Workshop Instructor: |
Prof. Lior Wolf |

Workshop Assistant: |
Assaf Zaritsky |

Algorithm by: |
Bruhn, A., Weickert, J., Feddern, C., Kohlberger, T., and Schnörr, C. |

Original implementation by: |
Adam Harmat |

Submitted by: |
Anat Stolarsky and Eli Levy Karin |

A frequent goal in computer vision is the detection of a relative movement between two subsequent frames in a sequence. Such differences are commonly known as the “optical flow” associated with the sequence. Algorithms which are used for optical flow calculation are useful for a variety of applications, including motion detection, items tracking and obstacle avoidance. Classic optical flow algorithms are computational heavy, and thus lead to very long run times when implemented. These long run times may be problematic, since many applications require real-time calculation in order to be useful. In this workshop we present a few methods for accelerating optical flow calculation which take advantage of different abilities to compute in parallel. The base algorithm and implementation are described in the paper above.

Accelerating the base implementation by using Intel's Paralel Studio tools.

Analysis of the algorithm described in Bruhn et al 2003 suggested several points which may be calculated in parallel:

**1. Pre-calculation of the temporal and spacial derivatives fx, fy and ft to be done simultaneously:** as derivatives are independent of each other, and this should cause no change in the outcome.

**2. Calculating several Gauss Seidel iterations in parallel:** this may result in some changes in convergence. In the original algorithm V and U values in each iteration are calculated based on the most updated values from the previous iteration. This may not be the case if several iterations are calculated in parallel. For this reason, we will present a qualitative measure to examine the change in the results.

**3. Calculating several pixels in parallel:** this may also result in some changes in convergence as the original algorithm makes use of the most updated values when calculating each pixel.
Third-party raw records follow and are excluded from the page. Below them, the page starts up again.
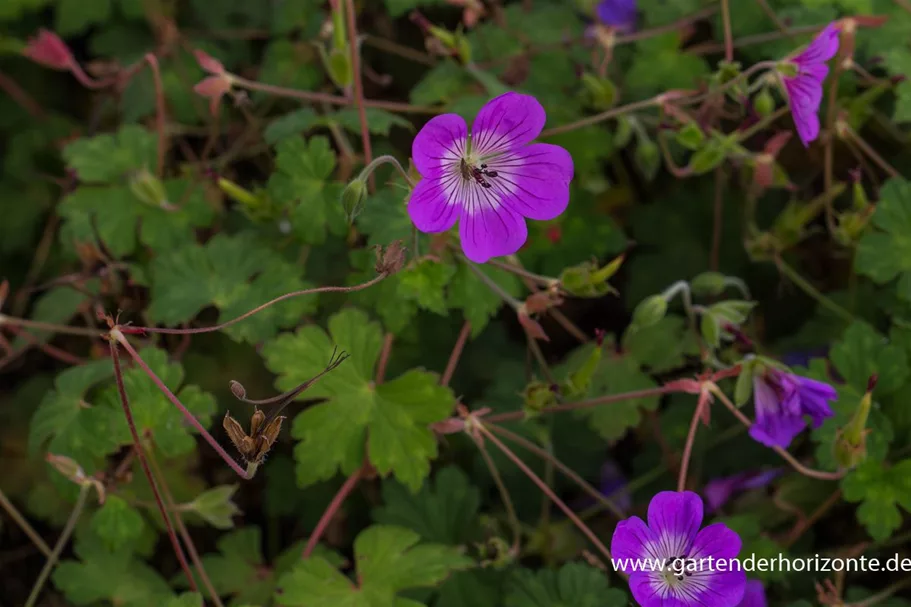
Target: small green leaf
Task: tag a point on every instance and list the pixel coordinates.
(573, 584)
(117, 523)
(395, 414)
(444, 511)
(884, 252)
(425, 282)
(881, 491)
(389, 560)
(216, 506)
This analysis of the paper was compared to the Parallel Studio 2011 hotspot analysis and sections 2 and 3 of the above list have been confirmed to be actual hotspots in the code:

In order to accelerate the existing implementation, we took advantage of some of Intel's powerful tools. Two code packages were used for multithreading attempts – Intel TBB and Intel Cilk+. A third attempt at acceleration included utilizing Intel's SIMD (Single Instruction Multiple Data) instruction set, which allow simultaneous multiple floating point calculations. This resulted in 7 new code versions, each utilizing different parallelization tools. We'll present the original code and 2 of the new versions here:

**1. the original code:** This a direct and non parallel implementation of the algorithm presented in Bruhn et al 2003.
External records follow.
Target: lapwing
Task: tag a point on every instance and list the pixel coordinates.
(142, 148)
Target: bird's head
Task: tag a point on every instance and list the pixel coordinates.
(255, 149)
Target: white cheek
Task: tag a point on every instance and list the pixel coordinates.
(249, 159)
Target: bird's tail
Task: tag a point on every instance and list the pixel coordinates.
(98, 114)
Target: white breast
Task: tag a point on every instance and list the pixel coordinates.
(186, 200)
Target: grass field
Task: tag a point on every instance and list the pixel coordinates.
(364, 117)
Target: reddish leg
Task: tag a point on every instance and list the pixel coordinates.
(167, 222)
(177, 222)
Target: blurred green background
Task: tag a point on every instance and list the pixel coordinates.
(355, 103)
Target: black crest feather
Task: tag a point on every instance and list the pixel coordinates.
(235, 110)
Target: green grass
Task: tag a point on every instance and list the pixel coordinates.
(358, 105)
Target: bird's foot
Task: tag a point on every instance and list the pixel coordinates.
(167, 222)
**2. parallel_guass_seidel_iteration:** This version attempts to parallelize Gauss Seidel iterations as suggested in item 2 of the list of hotspots. This version makes use of Intel's TBB "parallel_for" which allows the execution of a function at each iteration in parallel.
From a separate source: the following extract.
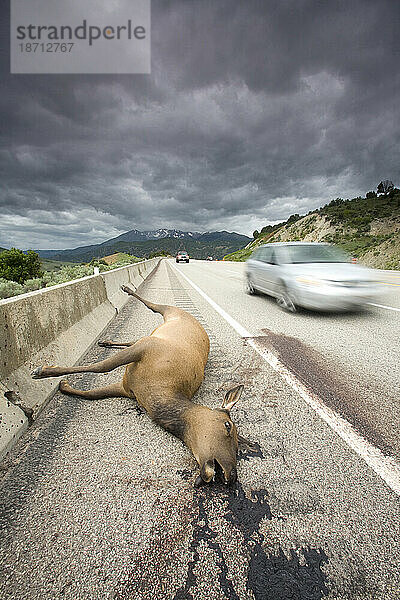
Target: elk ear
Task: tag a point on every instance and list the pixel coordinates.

**3. simd_pixels_parallel_gauss_seidel_iteration_no_frame:** This code only goes over pixels which are not in the frame (frame = first row, last row, first column and 1-4 last columns) and the gauss seidel step is preformed inside the gauss_seidel_iteration loop and not by a function. Additionally, this code includes an attempt to parallelize Gauss Seidel iterations as suggested in item 2 of the list of hotspots and an attempt to parallelize the calculations of pixels as suggested in item 3 of the list of hotspots. This version makes use of Intel's TBB "parallel_for" and of SSE intrinsic commands.

In order to check the acceleration attempts, we tested all implementations on 3 types of videos. We've captured 100 frames of each video for the analysis. In order for the testing to be comprehensive, 3 video resolutions were tested:

Video 1 | Video 2 | Video 3 |
---|---|---|

250 X 250 pixels | 320 X 240 pixels | 480 X 720 pixels |

We measured the average and standard deviation of the time it took to calculate the optical flow field per frame and the results for each version of the algorithm will be presented below. We also present the main findings of the amplifier analysis for each version of the algorithm.

As the original code is serial, we realized it is important to examine the quality of the calculations by each version. In order to do that, the calculated optic fields were exported to data files and later analyzed using Matlab codes. Statistical measures were calculated over 30 frames for each implemented version. To give a good estimation of the quality of the optic filed calculated by each implemented version we chose 3 measuring methods and we'll present 2 of them here:

**1. A visual method - **We calculated the artificial subsequent frame by adding the calculated optical flow to the base frame and then interpolated to match the pixel grid. This artificially generated frame was compared to the actual subsequent frame.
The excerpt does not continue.